Liste hiérarchisée et descriptifs des habitats des Cahiers d'habitats
Cet habitat se rencontre généralement aux étages submontagnard et montagnard, plus rarement à l’étage collinéen. Il occupe de vastes étendues dans les lits majeurs étroits de ruisseaux et de rivières où les ripisylves ont été éliminées. Lorsque la végétation forestière est présente, il forme des lisières ombragées ou constitue la végétation des clairières forestières.
Le substrat est souvent soumis à des écoulements d’eau plus ou moins permanents. Les sols sont généralement assez riches en éléments grossiers (limons sableux, galets avec sables) provenant de matériaux alluviaux et sont donc bien aérés, avec une forte activité biologique (sols riches en azote…). Il s’agit de sols alluviaux ou de sols installés sur des colluvions, sur divers types de substrats libérant beaucoup d’éléments minéraux.
Les hautes eaux sont généralement printanières et de courte durée, elles se produisent avant le développement des feuilles du Pétasite. Elles apportent des matières organiques et minérales et font disparaître la nécromasse.

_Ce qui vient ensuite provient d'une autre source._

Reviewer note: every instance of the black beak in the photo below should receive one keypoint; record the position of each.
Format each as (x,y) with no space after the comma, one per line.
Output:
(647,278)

En altitude, des crues violentes assez espacées dans le temps jouent un rôle important dans la dynamique de l’habitat. Le Pétasite surmonte les effets de ces fortes crues (érosion et alluvionnement) par la croissance de son rhizome puissant, il peut ainsi former rapidement des tapis plus ou moins continus.

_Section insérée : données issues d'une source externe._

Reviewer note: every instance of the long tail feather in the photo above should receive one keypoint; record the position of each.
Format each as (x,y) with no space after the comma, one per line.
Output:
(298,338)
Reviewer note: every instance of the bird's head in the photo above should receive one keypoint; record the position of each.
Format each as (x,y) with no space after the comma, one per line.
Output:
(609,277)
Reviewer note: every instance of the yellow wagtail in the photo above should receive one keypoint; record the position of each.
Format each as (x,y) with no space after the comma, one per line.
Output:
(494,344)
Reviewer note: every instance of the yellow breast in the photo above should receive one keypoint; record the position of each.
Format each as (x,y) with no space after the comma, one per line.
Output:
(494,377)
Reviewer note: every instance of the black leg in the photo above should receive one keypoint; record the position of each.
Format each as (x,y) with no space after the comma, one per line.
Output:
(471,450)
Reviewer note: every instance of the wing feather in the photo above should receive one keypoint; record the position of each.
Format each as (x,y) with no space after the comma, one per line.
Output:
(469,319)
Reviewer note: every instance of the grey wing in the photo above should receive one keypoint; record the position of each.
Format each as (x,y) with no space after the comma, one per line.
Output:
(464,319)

On observe des formes altitudinales.
Forme collinéenne : communautés à Baldingéra faux-roseau et Pétasite hybride [Phalarido arundinaceae-Petasitetum hybridi], avec le Cerfeuil des prés (Anthriscus sylvestris), l’Égopode podagraire, l’Ortie dioïque (Urtica dioica), le Lierre terrestre (Glechoma hederacea), l’Angélique sauvage...
Forme montagnarde : communautés à Chérophylle hérissé et Pétasite hybride [Chaerophyllo hirsuti-Petasitetum officinalis], avec l’Impatiente n’y-touchez-pas (Impatiens noli-tangere), la Stellaire des bois, l’Aconit tue-loup (Aconitum lycoctonum subsp. vulparia), le Séneçon de Fuchs (Senecio ovatus subsp. ovatus), le Chérophylle doré (Chaerophyllum aureum), le Géranium des bois, le Chardon bardane (Carduus personatus).
Cet habitat a été peu étudié pour l’instant en France, il est probable que des races géographiques existent, mais elles restent à définir.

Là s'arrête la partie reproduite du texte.